Some call it India's "gendercide". In the past three decades up to 12 million unborn girls have been deliberately aborted by Indian parents determined to ensure they have a male heir. 

Once, parents desperate for a son achieved the same end by infanticide. But modern medical technology, and the complicity of the medical establishment, has sanitised the process and made it more socially acceptable. The systematic elimination of female foetuses in the world's biggest democracy is widening the gap between girls and boys and storing up social problems for the future. In some towns there is already a shortage of brides and there are fears the growing gender imbalance will worsen attitudes to women.

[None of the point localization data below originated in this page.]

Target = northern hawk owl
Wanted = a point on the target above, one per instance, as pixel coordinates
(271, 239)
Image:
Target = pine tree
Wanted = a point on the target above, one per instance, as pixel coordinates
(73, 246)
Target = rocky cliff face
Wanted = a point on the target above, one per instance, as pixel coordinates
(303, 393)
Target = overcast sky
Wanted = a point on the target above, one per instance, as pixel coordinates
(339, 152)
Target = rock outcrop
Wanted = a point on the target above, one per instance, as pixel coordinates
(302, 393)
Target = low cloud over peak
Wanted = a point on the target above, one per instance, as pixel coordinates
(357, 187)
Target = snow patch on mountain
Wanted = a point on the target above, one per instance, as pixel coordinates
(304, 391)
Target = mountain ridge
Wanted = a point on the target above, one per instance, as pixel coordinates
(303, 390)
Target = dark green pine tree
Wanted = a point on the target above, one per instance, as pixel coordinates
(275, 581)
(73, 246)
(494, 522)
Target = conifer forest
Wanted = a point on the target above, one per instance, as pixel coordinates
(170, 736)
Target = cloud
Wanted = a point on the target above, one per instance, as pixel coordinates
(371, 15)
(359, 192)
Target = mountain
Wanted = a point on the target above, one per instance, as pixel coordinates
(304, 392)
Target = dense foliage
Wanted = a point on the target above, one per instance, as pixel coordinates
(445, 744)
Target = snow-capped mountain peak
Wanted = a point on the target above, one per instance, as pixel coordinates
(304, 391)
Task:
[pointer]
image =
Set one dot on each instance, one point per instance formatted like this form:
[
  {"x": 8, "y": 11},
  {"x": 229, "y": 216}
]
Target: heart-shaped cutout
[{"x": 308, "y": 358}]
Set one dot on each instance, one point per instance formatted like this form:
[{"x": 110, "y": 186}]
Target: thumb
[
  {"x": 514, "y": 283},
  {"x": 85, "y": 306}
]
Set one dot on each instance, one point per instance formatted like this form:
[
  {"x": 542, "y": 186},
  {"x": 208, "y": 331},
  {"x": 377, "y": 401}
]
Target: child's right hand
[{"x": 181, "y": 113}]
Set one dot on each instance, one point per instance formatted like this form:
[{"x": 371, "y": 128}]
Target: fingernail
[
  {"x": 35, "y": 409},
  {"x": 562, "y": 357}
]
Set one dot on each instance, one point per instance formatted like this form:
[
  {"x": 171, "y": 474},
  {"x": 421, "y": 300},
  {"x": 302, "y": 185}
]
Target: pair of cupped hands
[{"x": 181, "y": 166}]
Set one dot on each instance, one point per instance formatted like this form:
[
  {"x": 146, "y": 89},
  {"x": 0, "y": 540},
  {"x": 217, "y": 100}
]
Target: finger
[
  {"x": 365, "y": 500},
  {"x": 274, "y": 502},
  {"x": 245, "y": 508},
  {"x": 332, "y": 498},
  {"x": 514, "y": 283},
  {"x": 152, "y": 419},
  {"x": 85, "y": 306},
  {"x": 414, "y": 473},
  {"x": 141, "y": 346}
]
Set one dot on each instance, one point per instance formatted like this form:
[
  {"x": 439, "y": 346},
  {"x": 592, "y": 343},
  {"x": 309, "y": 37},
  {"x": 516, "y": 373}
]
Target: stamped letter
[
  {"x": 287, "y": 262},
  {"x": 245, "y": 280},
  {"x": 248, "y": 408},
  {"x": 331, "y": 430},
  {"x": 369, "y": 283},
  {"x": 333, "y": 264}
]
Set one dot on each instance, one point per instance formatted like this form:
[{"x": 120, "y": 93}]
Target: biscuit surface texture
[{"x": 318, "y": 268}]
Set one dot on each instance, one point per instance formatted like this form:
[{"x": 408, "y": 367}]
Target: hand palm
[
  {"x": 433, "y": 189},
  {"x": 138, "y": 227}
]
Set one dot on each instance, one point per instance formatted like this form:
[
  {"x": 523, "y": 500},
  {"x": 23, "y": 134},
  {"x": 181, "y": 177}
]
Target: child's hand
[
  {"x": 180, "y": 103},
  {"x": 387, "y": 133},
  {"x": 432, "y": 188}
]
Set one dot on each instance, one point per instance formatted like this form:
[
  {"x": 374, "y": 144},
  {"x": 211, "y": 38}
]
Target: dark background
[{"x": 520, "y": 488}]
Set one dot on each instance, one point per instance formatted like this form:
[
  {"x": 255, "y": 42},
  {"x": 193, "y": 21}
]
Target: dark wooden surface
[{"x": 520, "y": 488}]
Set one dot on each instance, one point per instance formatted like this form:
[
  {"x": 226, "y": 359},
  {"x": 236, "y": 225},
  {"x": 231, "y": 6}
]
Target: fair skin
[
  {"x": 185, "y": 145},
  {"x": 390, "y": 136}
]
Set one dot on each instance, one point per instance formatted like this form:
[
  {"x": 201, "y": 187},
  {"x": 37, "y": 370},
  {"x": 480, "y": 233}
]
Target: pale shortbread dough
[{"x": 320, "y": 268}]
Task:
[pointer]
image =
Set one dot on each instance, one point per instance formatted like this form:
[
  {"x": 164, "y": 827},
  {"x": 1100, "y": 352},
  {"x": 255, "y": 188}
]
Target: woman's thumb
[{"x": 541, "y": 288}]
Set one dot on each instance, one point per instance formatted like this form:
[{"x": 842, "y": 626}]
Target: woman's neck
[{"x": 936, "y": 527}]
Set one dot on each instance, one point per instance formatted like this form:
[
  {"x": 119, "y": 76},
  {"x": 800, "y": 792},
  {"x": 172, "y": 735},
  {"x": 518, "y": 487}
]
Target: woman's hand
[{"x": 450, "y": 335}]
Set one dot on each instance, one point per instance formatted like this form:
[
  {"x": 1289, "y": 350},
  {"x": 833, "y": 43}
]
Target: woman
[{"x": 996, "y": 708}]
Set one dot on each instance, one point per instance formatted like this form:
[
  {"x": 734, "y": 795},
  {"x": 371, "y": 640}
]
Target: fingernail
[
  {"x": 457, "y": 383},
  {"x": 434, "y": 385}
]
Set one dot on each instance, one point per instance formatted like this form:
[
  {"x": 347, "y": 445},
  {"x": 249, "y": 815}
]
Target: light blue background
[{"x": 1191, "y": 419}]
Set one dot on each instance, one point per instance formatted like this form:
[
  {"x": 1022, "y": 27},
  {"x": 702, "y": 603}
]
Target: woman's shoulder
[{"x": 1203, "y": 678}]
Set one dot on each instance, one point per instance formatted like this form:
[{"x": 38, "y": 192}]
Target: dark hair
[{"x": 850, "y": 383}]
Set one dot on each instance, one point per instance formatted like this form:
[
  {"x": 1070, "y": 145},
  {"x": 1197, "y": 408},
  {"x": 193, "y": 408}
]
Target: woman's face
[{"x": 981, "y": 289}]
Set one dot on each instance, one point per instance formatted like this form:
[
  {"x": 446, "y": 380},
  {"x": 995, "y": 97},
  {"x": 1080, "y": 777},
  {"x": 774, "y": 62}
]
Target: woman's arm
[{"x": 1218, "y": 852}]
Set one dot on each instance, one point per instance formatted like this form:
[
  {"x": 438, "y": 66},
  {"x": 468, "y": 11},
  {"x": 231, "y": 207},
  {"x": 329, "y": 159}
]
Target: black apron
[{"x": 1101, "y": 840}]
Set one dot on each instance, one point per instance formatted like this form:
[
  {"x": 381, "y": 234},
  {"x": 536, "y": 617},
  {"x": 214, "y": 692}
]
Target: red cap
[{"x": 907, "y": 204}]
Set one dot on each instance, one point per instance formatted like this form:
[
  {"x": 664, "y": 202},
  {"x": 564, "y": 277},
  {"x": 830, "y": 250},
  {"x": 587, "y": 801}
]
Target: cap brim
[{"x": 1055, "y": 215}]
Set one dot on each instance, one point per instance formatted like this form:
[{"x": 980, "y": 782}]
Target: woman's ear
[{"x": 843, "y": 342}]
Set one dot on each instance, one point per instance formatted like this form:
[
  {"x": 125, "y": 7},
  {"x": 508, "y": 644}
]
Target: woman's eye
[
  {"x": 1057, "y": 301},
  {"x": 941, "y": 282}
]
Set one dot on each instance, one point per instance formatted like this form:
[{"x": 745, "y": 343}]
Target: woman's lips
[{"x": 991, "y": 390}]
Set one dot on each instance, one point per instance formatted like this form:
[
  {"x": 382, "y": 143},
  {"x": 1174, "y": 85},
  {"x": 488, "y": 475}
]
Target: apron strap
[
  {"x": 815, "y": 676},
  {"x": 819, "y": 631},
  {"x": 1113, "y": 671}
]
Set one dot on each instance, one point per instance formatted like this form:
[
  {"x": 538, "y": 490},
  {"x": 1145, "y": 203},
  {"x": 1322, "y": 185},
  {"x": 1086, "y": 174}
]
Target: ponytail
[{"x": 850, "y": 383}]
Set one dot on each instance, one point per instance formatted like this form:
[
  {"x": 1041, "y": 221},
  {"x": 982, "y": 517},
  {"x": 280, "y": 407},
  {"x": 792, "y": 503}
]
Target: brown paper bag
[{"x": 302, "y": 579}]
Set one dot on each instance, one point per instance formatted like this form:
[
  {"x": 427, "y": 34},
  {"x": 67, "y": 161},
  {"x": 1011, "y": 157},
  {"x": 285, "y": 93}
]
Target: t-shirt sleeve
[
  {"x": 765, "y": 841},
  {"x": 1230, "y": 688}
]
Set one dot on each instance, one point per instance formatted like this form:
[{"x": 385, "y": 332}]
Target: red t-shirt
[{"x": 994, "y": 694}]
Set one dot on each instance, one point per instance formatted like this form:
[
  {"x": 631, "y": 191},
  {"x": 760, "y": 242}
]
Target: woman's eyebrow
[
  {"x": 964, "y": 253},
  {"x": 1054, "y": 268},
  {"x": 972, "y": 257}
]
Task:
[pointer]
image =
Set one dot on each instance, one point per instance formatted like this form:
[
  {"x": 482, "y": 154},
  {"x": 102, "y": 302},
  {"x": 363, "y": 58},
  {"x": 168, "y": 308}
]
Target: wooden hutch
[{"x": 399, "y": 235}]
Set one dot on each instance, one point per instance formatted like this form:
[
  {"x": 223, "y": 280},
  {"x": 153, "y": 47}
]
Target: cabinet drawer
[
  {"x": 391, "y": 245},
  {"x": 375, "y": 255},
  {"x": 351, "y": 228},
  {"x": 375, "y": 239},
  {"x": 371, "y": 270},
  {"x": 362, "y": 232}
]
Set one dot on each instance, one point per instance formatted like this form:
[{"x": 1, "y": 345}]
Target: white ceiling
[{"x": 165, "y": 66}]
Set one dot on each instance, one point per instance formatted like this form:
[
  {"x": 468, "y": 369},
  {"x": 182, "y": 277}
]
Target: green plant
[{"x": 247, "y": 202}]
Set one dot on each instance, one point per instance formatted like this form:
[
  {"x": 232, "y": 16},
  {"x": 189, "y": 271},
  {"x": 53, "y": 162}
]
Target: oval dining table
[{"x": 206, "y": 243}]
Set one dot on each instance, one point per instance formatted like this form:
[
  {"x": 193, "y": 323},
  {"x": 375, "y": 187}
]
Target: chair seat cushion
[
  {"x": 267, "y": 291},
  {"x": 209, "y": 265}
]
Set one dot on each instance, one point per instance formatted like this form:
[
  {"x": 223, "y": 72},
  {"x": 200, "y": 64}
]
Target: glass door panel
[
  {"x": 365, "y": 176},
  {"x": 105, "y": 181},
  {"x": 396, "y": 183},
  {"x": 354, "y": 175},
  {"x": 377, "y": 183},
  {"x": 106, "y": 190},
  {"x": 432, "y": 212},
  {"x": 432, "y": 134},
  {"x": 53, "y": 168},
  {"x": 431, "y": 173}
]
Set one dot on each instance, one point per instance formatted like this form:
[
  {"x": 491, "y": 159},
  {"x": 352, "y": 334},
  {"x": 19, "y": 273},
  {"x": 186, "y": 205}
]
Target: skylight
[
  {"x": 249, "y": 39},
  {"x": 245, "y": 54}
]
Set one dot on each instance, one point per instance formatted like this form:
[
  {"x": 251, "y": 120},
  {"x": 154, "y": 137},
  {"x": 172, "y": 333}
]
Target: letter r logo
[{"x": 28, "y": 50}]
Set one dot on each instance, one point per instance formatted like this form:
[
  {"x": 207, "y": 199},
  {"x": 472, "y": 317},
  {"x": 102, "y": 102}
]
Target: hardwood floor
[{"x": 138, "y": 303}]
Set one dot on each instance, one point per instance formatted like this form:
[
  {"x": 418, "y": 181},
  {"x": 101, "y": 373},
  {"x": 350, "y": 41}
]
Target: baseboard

Latest research shows selective abortion is concentrated in families where the first child has been a girl. Parents welcome a first daughter but want their second child to be a son. In these families the gender ratio for second births fell from 906 girls per 1,000 boys in 1990 to 836 in 2005, implying between 3.1 million and 6 million female foetuses have been aborted in the past decade.

Wealthier, better-educated couples are the worst offenders, the findings show, putting paid to hopes that socio-economic progress would lead to a change in attitude. Although all strata of Indian society share a preference for sons, better-off families have access to and can afford the ultrasound tests to reveal the sex of a foetus.

Couples believe their family is unbalanced without a son who will continue the family name, earn money, look after his relatives and take care of his parents in old age in a country which has no social security system. Importantly, a girl will marry out of her family, taking her dowry with her, while a boy will bring a dowry into the family, a significant economic advantage.